During the visit the players need to be on their best behavior and stay with their host. There are all sorts of stories of recruits being separated during parties and other functions. Nothing good will come of a 16 year old alone on a college campus.

Mistake #5

Lax (the sport) is the #1 reason to go to a college

Lax should be #4 or #5 on the list of reasons to go to a particular school. What if the college doesn’t have your major? The campus isn’t to your liking? Perhaps it is too close or too far away? Is it OK for a player to turn down an offer from a top 10 ranked school and go to a smaller lower ranked school? Will you ever play at that school?
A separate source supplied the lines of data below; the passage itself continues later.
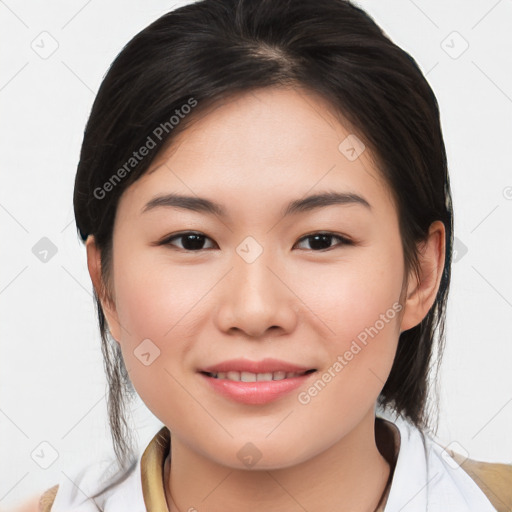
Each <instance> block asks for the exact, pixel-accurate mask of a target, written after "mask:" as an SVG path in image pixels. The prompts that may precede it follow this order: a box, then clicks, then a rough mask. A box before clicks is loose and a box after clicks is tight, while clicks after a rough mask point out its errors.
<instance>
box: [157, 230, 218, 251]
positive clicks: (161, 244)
mask: <svg viewBox="0 0 512 512" xmlns="http://www.w3.org/2000/svg"><path fill="white" fill-rule="evenodd" d="M180 239H182V240H183V242H182V246H181V247H178V249H181V250H184V251H189V252H198V251H202V250H206V249H208V248H206V249H205V248H204V247H203V246H204V243H205V240H211V238H209V237H207V236H206V235H204V234H203V233H199V232H195V231H185V232H182V233H179V234H173V235H170V236H168V237H166V238H164V239H163V240H162V241H161V242H158V243H157V245H169V246H171V247H175V246H176V245H175V244H174V243H173V242H174V240H180Z"/></svg>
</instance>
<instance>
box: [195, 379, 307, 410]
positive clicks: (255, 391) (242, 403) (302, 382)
mask: <svg viewBox="0 0 512 512" xmlns="http://www.w3.org/2000/svg"><path fill="white" fill-rule="evenodd" d="M315 373H316V372H311V373H308V374H305V375H301V376H299V377H290V378H289V379H281V380H269V381H257V382H241V381H234V380H228V379H216V378H214V377H209V376H208V375H205V374H204V373H201V374H200V375H201V377H203V378H204V379H206V381H207V382H208V384H209V385H210V386H211V387H212V388H213V389H214V390H215V391H217V392H218V393H219V394H221V395H223V396H225V397H227V398H230V399H231V400H234V401H235V402H239V403H242V404H250V405H261V404H266V403H269V402H273V401H274V400H277V399H278V398H281V397H282V396H284V395H286V394H288V393H290V392H291V391H293V390H294V389H297V388H298V387H300V386H302V385H303V384H304V383H305V382H306V381H307V379H308V378H309V377H311V376H312V375H314V374H315Z"/></svg>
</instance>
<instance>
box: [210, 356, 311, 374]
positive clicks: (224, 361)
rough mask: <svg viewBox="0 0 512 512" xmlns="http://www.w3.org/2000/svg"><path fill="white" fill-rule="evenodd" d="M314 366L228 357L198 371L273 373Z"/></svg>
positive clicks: (266, 359)
mask: <svg viewBox="0 0 512 512" xmlns="http://www.w3.org/2000/svg"><path fill="white" fill-rule="evenodd" d="M313 369H314V368H311V367H308V366H300V365H296V364H293V363H289V362H287V361H280V360H279V359H271V358H266V359H262V360H261V361H251V360H249V359H230V360H228V361H222V362H221V363H218V364H215V365H213V366H206V367H205V368H201V369H200V371H202V372H207V373H219V372H229V371H237V372H251V373H273V372H279V371H283V372H294V373H300V372H305V371H307V370H313Z"/></svg>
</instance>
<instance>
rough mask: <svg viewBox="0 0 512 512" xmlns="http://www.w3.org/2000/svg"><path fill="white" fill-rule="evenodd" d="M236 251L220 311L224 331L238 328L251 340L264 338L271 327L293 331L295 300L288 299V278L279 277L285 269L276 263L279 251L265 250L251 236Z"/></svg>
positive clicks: (218, 319) (239, 246)
mask: <svg viewBox="0 0 512 512" xmlns="http://www.w3.org/2000/svg"><path fill="white" fill-rule="evenodd" d="M235 251H236V254H233V258H232V265H231V267H232V271H231V272H230V277H228V280H227V281H226V283H227V286H228V289H226V290H225V293H224V294H223V299H222V302H223V303H222V305H221V307H220V309H219V310H218V311H219V315H220V316H219V317H218V318H217V320H218V322H219V326H220V327H221V328H222V329H223V330H225V331H228V330H229V329H230V328H237V329H239V330H241V331H244V332H245V333H246V334H248V335H250V336H252V337H259V336H261V335H263V334H264V333H265V332H266V331H267V330H268V329H269V328H271V327H280V328H282V329H284V330H285V331H289V330H290V329H293V326H294V325H295V324H296V312H295V310H294V308H292V307H291V303H290V301H293V297H288V296H287V287H286V286H285V285H284V284H283V282H282V281H284V282H286V277H285V276H279V274H280V273H281V272H280V270H279V268H282V266H281V265H279V262H278V260H277V252H278V251H275V250H272V249H270V248H266V247H264V246H263V245H262V244H261V243H259V242H258V241H257V240H256V239H255V238H254V237H251V236H248V237H247V238H245V239H244V240H243V241H242V242H241V243H240V244H239V245H238V246H237V247H236V249H235ZM276 274H277V275H276Z"/></svg>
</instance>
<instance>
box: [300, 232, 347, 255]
mask: <svg viewBox="0 0 512 512" xmlns="http://www.w3.org/2000/svg"><path fill="white" fill-rule="evenodd" d="M334 238H335V239H338V240H339V241H340V242H341V243H339V244H338V245H351V244H352V241H351V240H349V239H348V238H345V237H344V236H341V235H335V234H334V233H312V234H311V235H307V236H303V237H302V238H301V239H300V240H299V243H300V242H302V241H303V240H310V241H312V243H310V245H311V247H312V248H316V249H317V250H315V251H314V252H319V251H321V250H325V249H330V248H331V247H332V246H331V244H330V243H329V239H334Z"/></svg>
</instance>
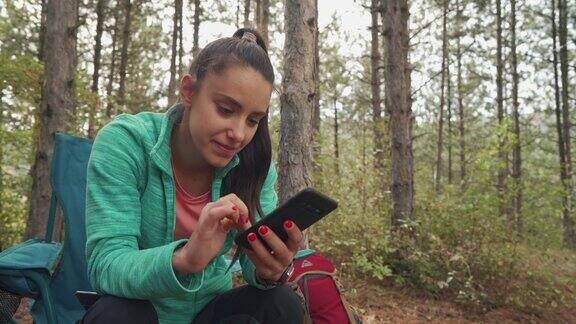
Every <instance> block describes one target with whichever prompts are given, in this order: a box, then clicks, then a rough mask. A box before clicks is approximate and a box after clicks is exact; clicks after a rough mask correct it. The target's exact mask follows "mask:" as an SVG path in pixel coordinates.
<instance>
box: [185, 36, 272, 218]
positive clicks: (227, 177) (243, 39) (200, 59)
mask: <svg viewBox="0 0 576 324" xmlns="http://www.w3.org/2000/svg"><path fill="white" fill-rule="evenodd" d="M246 32H250V33H252V34H254V35H255V36H256V43H254V42H253V41H250V40H248V39H243V38H242V36H243V35H244V33H246ZM234 65H240V66H246V67H251V68H253V69H254V70H256V71H258V72H260V73H261V74H262V76H264V78H265V79H266V80H267V81H268V82H270V84H272V85H274V69H273V68H272V63H271V62H270V58H269V57H268V50H267V48H266V44H265V43H264V40H263V39H262V36H261V35H260V33H258V32H257V31H256V30H254V29H250V28H240V29H238V30H237V31H236V32H235V33H234V35H233V36H232V37H226V38H221V39H218V40H215V41H213V42H211V43H210V44H208V45H207V46H206V47H204V48H203V49H202V50H201V51H200V52H199V53H198V55H197V56H196V58H195V59H194V61H193V62H192V65H191V66H190V72H189V73H190V74H191V75H194V76H195V77H196V87H197V89H199V88H200V86H201V84H202V81H203V80H204V78H205V77H206V75H207V74H208V73H214V74H220V73H222V72H224V71H225V70H226V69H227V68H229V67H230V66H234ZM239 155H240V164H239V165H238V166H237V167H236V168H234V169H232V170H231V171H230V172H229V173H228V175H226V177H225V178H224V180H223V183H222V190H221V194H222V195H226V194H229V193H235V194H236V195H237V196H238V197H239V198H240V199H242V201H243V202H244V203H245V204H246V206H247V207H248V210H249V211H250V218H251V220H252V223H254V221H255V219H254V212H258V214H259V215H260V216H261V217H264V216H265V215H264V213H263V211H262V206H260V191H261V190H262V186H263V185H264V181H265V180H266V176H267V175H268V170H269V169H270V163H271V159H272V146H271V144H270V133H269V131H268V115H266V116H264V117H263V118H262V119H260V122H259V123H258V128H257V129H256V133H255V135H254V138H252V141H250V143H248V145H246V147H244V149H242V151H240V153H239Z"/></svg>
Is the ego trip of telling everyone that you’re going to a top 10 school worth the chance of not having a phenomenal experience?

Mistake #6

Expect a lot of scholarship $

A fully funded D1 program has 12.6 scholarships available. Most recruits will therefore be offered a quarter or half scholarship at most. If the  tuition is $50,000, even with the athletic scholarship, families will be left funding the rest. If you hear of families explaining that they got a full lacrosse scholarship, just laugh at them. Maybe they’re combining all of the financial aid into their “scholarship” offer. This makes them sound good and reflects how awesome their kid is. Chances are it is a combined scholarship and financial aid package.

Mistake #7

Freshmen Grades and academic record

With the recruiting process starting younger and younger, the grades during the freshmen year are becoming more important. Too often, players use their freshmen year as a transition year and think that these grades won’t carry forward to affect them. Since many colleges are looking at rising sophomores now in this accelerated process, the only grades they have to measure are the freshmen year. If these are poor, chances are the colleges may pass the player over.

Mistake #8

Coaches talk with each other

The coaching fraternity is a very tight knot group. Many of the coaches are best friends or hold recruiting camps together or spend many long and hot days sitting together watching lacrosse games. Coaches talk and share stories about all of the recruits. If something happens during one of your college visits, it will surely get around to the other coaches. If something happens off-field at your HS, it will get around. Lacrosse is a very small world and news travels fast.